While out for a drive in Elim, Georgia, on Sept. 6, Staff Sgt. Todd Darter witnessed an accident. Little did he know, but one of the victims was his neighbor and a former fellow member of the 3rd Infantry Division, Sgt. Mark Garcia.
While driving his son home from football, Garcia went around a bend and another driver drifted into his lane, according to an Army news release.
“I saw the lady coming down the road into oncoming traffic,” said Garcia. “I tried to avoid her, but she ended up colliding with me.”
Darter saw the crash and recognized Garcia, who had recently switched from active duty to the National Guard. Springing to action, he immediately began triaging Garcia and his son, who were both unconscious following the collision.
As he neared the crash, Darter leaned on his Army Combat Lifesaver training and got to work.
“I was just going back through the steps of CLS,” Darter said in the release. “Trying to get everybody responsive and start assessing.”
It wasn’t immediately clear to Darter what had happened to Garcia, because it was obvious to him that there was massive blood loss, but he couldn’t see any visible injuries.
Fortunately, another passerby got involved and found a laceration on Garcia’s left leg, indicative of an arterial bleed. With the wound identified, Darter applied a tourniquet to the leg and kept Garcia and his son talking and coherent while they held out for emergency services.
Darter didn’t speak about the events of that day until his commander, Capt. Justin Kintz, heard about it secondhand and confronted him.
“I asked him why he didn’t say anything and his reaction was just, ‘why would I say anything?’” Kintz said. “He wasn’t motivated by personal gain, personal gratification, personal anything … Somebody just got hurt and he wanted to help.”
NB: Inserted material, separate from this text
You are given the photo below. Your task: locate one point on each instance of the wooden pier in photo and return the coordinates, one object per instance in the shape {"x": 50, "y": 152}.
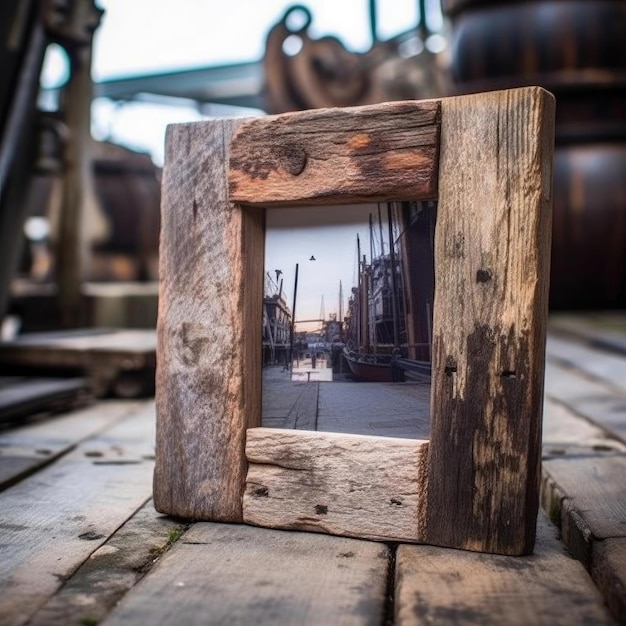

After being airlifted and spending a few weeks in the hospital, Garcia and his son are doing well.
“Sergeant Darter, he’s been checking on me ever since,” Garcia said.
Darter, on the other hand, simply credits the Army with giving him the tools to help that day.
“Everybody treats CLS as kind of a vacation from the unit, but it really works,” he said.
“Staff Sgt. Darter’s actions embody the warrior ethos and true grit of a Dogface Soldier,” said Col. Jeremy Wilson, Deputy Commander of Maneuver in a statement to Army Times. “We are proud to have him in our organization and wish a speedy recovery to Sgt. Garcia and his son.”
Kintz is now working to see that the actions Darter took that day will receive adequate recognition by the Army.